Up to 1500 people descended on downtown Bankart St for Raglan Four Square’s fourth Indian Cultural Night, feasting at long rows of tables and chairs on vegetarian fare trucked down from the Sikh temple in Takanini.
Meanwhile hundreds more converged on Raglan Area School for a Matariki exhibition honouring te ao Maori through art, poetry, waiata and thousands of lights.
The plunging temperatures saw some people coming and going from the supermarket reasonably quickly, but not before dining out in the carpark to the strains of traditional Indian music and taking in a performance or two of an Indian bhangra dance by a young troupe from the Bay of Plenty Sports & Cultural Club.
Satnam Bains, who has thrown himself into the local community since taking over the then newish Four Square five years ago, was pleased with the response.
“It went really well and there was food for everyone,” he said. He could only estimate how many came by the number of plates organisers gave out (to those queuing) but put the total number at between 1400 and 1500.
Satnam told the Chronicle the free annual event – which couldn’t be held last year because of Covid restrictions – was a way in which his family could share their Indian culture with the town.
His mother, Shaminder Kaur, used to prepare all the food in the small kitchen above the supermarket, but now she manages and oversees the whole operation from the kitchens of New Zealand’s largest Sikh temple which traditionally feeds a couple of thousand guests every weekend.
Friday night’s menu – served buffet-style – included a lentil curry (dahl), a chickpea curry, chapati/roti and a traditional Indian pudding called rice kheer.
Meantime staff and students at Raglan Area School hosted their most comprehensive Matariki exhibition yet, attracting more than 400 visitors with interactive art installations, light displays, music, sculptures, a bonfire, hangi and soup.
“It was a huge turnout … far more than we expected,” said principal Louisa Barham.
Without the Covid restrictions of last year’s exhibition, teachers Celeste Cleason (music) and Kerry Alridge (visual arts) collaborated in an all-out effort to help bring the community together in a memorable celebration of the Maori New Year.

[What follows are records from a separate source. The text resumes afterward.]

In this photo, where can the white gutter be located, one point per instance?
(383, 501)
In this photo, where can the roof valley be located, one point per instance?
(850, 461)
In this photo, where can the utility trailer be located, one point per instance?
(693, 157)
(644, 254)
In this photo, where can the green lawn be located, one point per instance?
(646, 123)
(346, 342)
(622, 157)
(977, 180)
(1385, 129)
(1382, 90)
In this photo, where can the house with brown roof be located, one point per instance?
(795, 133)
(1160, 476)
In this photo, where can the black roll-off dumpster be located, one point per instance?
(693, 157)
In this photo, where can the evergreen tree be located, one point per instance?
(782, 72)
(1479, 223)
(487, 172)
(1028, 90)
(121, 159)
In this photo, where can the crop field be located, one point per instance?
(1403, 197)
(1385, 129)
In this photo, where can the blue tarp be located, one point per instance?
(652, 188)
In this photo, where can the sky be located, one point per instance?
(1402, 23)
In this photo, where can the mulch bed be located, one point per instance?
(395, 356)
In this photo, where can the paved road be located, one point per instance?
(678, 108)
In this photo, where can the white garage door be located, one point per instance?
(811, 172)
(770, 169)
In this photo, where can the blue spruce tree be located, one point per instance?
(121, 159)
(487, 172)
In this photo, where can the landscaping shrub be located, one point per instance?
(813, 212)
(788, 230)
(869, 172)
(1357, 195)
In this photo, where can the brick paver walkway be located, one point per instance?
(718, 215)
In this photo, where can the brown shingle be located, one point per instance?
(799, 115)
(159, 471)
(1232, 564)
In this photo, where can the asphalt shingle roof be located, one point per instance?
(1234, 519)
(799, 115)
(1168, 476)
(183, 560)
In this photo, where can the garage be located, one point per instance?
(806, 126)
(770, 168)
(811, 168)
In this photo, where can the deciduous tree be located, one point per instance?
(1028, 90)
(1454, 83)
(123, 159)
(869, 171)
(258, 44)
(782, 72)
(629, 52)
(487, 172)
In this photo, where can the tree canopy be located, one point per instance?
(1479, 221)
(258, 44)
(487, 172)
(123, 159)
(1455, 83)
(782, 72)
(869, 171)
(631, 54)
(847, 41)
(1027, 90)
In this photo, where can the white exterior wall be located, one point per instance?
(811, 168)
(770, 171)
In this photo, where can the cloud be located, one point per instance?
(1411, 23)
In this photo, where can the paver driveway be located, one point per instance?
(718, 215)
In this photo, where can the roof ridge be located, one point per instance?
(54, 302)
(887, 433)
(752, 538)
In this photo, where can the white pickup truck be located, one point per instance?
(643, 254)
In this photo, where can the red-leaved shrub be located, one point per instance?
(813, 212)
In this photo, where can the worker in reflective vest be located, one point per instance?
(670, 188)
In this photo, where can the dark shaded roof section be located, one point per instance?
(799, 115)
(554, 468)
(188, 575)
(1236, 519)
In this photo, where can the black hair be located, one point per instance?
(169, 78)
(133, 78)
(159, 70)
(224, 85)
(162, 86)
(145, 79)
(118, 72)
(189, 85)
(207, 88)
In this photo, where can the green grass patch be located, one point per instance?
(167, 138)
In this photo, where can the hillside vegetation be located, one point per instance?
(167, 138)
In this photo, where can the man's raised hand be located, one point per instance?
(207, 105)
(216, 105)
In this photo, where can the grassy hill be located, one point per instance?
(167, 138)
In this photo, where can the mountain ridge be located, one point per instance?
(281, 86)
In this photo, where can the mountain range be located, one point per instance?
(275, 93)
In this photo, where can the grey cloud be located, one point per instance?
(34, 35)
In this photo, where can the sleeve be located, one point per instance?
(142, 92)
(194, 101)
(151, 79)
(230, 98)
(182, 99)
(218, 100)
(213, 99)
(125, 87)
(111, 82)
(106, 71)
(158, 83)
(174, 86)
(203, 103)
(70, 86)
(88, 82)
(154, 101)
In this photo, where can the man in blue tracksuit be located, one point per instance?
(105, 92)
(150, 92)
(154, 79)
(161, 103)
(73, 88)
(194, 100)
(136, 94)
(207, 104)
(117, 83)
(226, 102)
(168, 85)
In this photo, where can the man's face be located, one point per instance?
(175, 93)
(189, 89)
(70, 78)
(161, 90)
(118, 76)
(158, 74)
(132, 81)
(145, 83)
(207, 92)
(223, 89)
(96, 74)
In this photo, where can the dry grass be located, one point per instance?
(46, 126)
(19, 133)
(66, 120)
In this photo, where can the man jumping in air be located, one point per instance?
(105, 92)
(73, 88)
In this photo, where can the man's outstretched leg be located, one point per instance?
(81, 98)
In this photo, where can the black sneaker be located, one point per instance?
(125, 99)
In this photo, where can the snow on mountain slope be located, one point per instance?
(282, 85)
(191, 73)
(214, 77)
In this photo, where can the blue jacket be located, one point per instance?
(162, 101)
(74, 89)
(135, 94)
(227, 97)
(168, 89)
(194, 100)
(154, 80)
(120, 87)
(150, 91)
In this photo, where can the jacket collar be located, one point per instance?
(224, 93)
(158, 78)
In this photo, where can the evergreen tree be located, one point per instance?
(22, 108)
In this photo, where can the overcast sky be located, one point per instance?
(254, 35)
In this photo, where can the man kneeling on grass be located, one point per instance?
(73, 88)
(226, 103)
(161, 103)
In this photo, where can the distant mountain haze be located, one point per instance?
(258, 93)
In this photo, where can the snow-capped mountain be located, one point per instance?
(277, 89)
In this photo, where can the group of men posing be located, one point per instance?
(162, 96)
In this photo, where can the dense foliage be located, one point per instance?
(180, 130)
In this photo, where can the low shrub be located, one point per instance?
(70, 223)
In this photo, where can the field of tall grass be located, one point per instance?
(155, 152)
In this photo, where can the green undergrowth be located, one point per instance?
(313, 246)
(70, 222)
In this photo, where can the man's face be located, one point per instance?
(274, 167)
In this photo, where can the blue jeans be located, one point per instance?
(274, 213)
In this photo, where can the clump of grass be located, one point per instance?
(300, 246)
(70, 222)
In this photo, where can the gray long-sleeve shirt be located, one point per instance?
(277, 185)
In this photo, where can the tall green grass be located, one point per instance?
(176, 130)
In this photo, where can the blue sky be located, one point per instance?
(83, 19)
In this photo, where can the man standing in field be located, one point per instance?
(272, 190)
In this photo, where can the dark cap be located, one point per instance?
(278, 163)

Deputy principal Quentin Browne opened the evening with a karakia while the roopu students sang waiata and performed kapa haka, Kerry told the Chronicle. “We had sculpture, we had thousands of lights, we had poetry, there was projection … lanterns, a glow-in-the-dark room, smoke machines, music, students’ own written songs about Matariki and lots of magic,” she enthused.
“All Raglan Area School staff have been fully supportive of this kaupapa and that’s a tribute to us as a kura,” Kerry added.
Matapihi Kindergarten also celebrated Matariki in style the following night, attracting 200 children and their families to its bush-clad site and mini lake off Te Mata Rd.
A bonfire, shared kai and soup, waiata and the children’s own backlit installations ensured this year’s annual event was “definitely next level”, said a kindergarten staffer. The evening was topped off with a “magical” walk through the forest to look at all the fairy lights.
She heard one local dad describe the celebration as “better than Elvis” and another as “Matariki-lishous!”